On Criticality and Photography

    During my first semester as a graduate student at SUNY New Paltz, I took a history of photography in contemporary art.  It gave me a surprisingly (to me) large amount of insight into the subjects we went on to discuss in the general critical theory lecture course; the issues I had taken to be photography-centric showed up again and again, often at the heart of the conceptual issues which have plagued art theory across disciplines.  


    Reproduction and the aura, the archive, simulacra, appropriation: I can now deploy all of these words correctly in conversation.  Go, higher education!  While of course these things play out very clearly in photography, they are also naturally applicable to jewelry (well, all disciplines really, but the applied arts/crafts perhaps even more so).  More to the point, photography has gotten deeply entangled with visual arts because of our need to document work, making it an extension of most artists' practice.  And because the mountain is there, we need to subject it to critical theory.  Or something.  But would you be disappointed in me if I confessed I find it a boring topic?
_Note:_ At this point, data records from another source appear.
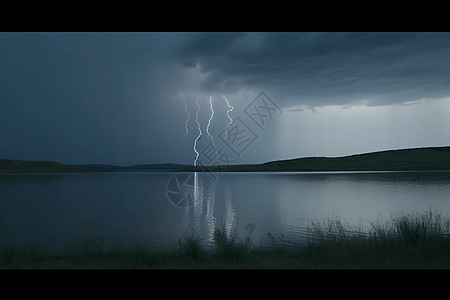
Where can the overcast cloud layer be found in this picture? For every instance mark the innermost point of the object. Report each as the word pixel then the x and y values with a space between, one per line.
pixel 116 97
pixel 318 69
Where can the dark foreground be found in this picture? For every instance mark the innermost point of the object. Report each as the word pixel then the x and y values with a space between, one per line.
pixel 417 159
pixel 418 240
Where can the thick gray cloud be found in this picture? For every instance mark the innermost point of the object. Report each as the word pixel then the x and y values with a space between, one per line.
pixel 116 97
pixel 317 69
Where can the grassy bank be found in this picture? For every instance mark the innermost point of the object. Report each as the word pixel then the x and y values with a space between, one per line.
pixel 417 240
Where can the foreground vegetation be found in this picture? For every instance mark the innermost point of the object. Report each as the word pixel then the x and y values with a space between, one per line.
pixel 416 240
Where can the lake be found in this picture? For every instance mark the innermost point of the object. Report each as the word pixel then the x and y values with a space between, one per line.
pixel 156 207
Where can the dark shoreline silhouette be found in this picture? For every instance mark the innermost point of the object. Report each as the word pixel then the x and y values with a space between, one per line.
pixel 414 159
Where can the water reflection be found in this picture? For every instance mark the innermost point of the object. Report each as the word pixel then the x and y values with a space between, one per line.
pixel 212 201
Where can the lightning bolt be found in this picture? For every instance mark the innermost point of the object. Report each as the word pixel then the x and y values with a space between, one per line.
pixel 209 123
pixel 189 116
pixel 199 133
pixel 231 108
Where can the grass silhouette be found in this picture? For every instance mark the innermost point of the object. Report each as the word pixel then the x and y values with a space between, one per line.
pixel 415 240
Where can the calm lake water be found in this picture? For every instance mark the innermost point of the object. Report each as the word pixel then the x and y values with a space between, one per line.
pixel 122 206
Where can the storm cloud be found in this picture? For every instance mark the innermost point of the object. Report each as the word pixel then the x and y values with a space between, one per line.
pixel 318 69
pixel 116 98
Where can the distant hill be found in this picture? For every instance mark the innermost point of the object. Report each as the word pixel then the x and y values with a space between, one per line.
pixel 431 158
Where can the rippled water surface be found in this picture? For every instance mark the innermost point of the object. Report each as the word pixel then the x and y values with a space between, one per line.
pixel 145 206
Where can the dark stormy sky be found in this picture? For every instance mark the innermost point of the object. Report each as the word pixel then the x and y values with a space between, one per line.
pixel 118 98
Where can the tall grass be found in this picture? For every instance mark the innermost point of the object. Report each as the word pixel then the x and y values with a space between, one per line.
pixel 415 240
pixel 404 240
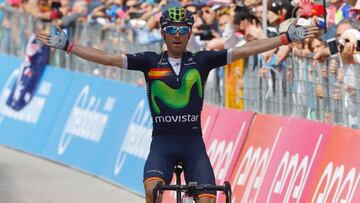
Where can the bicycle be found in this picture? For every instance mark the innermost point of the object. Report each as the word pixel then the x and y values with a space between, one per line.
pixel 190 188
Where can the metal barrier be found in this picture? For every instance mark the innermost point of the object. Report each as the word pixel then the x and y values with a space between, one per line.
pixel 298 87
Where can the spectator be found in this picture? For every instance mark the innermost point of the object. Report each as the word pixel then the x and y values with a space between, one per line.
pixel 356 10
pixel 338 11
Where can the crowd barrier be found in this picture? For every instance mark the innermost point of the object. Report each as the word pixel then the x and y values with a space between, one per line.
pixel 267 158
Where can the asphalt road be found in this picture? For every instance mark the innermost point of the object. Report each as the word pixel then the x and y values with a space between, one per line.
pixel 25 178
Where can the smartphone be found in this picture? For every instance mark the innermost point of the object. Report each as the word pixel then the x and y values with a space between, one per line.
pixel 332 44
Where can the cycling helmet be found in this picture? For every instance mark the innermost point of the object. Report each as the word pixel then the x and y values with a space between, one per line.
pixel 176 15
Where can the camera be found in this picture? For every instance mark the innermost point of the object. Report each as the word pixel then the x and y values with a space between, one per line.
pixel 333 46
pixel 55 5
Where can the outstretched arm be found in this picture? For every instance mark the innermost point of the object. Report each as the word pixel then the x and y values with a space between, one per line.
pixel 59 40
pixel 262 45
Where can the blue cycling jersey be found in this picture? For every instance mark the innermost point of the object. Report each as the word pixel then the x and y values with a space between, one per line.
pixel 176 100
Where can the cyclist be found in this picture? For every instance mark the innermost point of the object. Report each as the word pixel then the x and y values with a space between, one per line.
pixel 175 88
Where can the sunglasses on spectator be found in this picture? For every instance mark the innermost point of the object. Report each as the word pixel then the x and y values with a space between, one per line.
pixel 183 30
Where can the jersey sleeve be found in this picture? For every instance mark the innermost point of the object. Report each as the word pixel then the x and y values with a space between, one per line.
pixel 137 61
pixel 214 59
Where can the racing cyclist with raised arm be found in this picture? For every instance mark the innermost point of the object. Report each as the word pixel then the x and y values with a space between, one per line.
pixel 175 82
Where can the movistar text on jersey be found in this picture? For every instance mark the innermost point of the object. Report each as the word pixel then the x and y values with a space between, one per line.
pixel 177 118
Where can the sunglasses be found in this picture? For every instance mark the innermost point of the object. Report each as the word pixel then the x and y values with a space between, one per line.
pixel 183 30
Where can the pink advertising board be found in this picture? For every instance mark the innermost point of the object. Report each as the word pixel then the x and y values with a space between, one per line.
pixel 338 175
pixel 278 159
pixel 226 140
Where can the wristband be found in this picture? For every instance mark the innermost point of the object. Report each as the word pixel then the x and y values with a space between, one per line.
pixel 284 40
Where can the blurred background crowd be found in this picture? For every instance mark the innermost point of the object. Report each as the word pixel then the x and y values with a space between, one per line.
pixel 317 79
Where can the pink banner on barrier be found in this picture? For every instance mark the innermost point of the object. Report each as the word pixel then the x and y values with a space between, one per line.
pixel 338 175
pixel 278 159
pixel 224 144
pixel 208 118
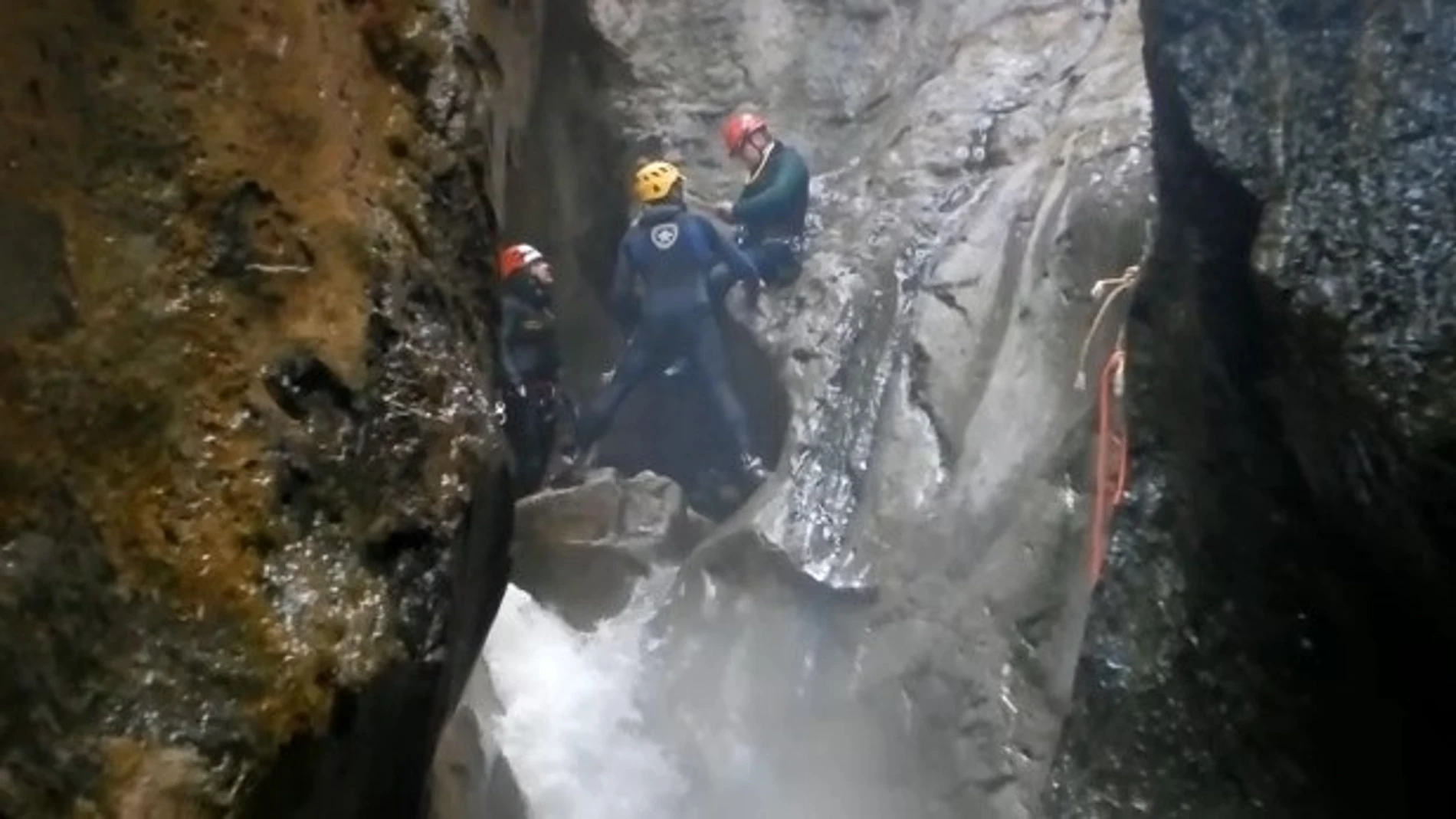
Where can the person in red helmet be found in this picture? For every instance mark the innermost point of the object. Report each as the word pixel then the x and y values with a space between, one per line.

    Maybe I’m just being moody.  After all, images are the currency of not just the art world but of global media and the internet.  Living in the Upper Midwest (much as I love it), the only contact I had with fine art jewelry was through magazines, catalogs, show cards, and web sites.  And really, few people who don’t go seeking it out ever encounter studio jewelry either on the body or on display; it just isn’t out there unless you are already traveling in very specific circles.  As someone who has the bad habit of making things and then sticking them away I should take more of an interest in photography.  There are a number of pieces of mine of which I’m quite proud that effectively exist only on the internet.  So why am I unmoved?  There are probably several reasons:


    1.) Good photographs are a pain in the ass to take, and require a certain amount of investment.  I haven’t had a camera I loved since the beat-up manual Nikon with the busted light meter I used in high school for my black and white photography class (using film, gasp!).  I’ve almost got a half-decent setup now, but my digital camera is showing its age.  It is hard to stress how much credit I give to people who not only take great photos, but also enjoy doing so.


    2.) Image oversaturation in daily life.  I do not want to see sepia-toned photos of your fucking lunch, or shirtless idiots in front of their bathtubs, or any of the other middling shit that crowds social media like obnoxious bus passengers; I just want to go home, ok?  But even as the crap pours in, we are exposed to innumerable images with real beauty, even bordering on the sublime.  Yet the volume becomes overwhelming, and I find my self clicking through fjords and sunsets and armor and kittens and sculpture and so forth, gradually building my tolerance for the breathtaking until it takes multiple, exotic baby animals frolicking under a rainbow to eke an “awww” out of me.


    3.) The gap between image and object.  There are plenty of things which are only made effective by the framing and temporal distortion of cameras, but I’m not sure jewelry works that way for the most part.  The large, floating studio shot works just fine, and creates a viewer-object intimacy that would probably only occur by cupping the piece in your hands and examining it closely.  However, rare is the image of jewel in relation to body which effectively communicates the interaction.  I’m suddenly deeply conscious I am looking at a photograph when I see an artfully cropped impression on skin or sassily posing model.  For some reason, I don’t have a problem with the “photo as window,” but a photo as both a document and a work unto itself rubs me the wrong way.  Something about my expectation to be able to see through the photo to the subject comes into conflict with being brought up short by viewing the photo as its own subject, no doubt.  I’m not suggesting artful/beautiful images or incorporating photography as a concept are to be avoided, but I’m apparently inherently inclined to resist some aspects.


    4.) I’m less interested in critical theory applied to art and more interested in using art to examine things outside itself.  Now, if you’ll excuse me, I’m off to draw up an Ouroboros sticking its head up its arse.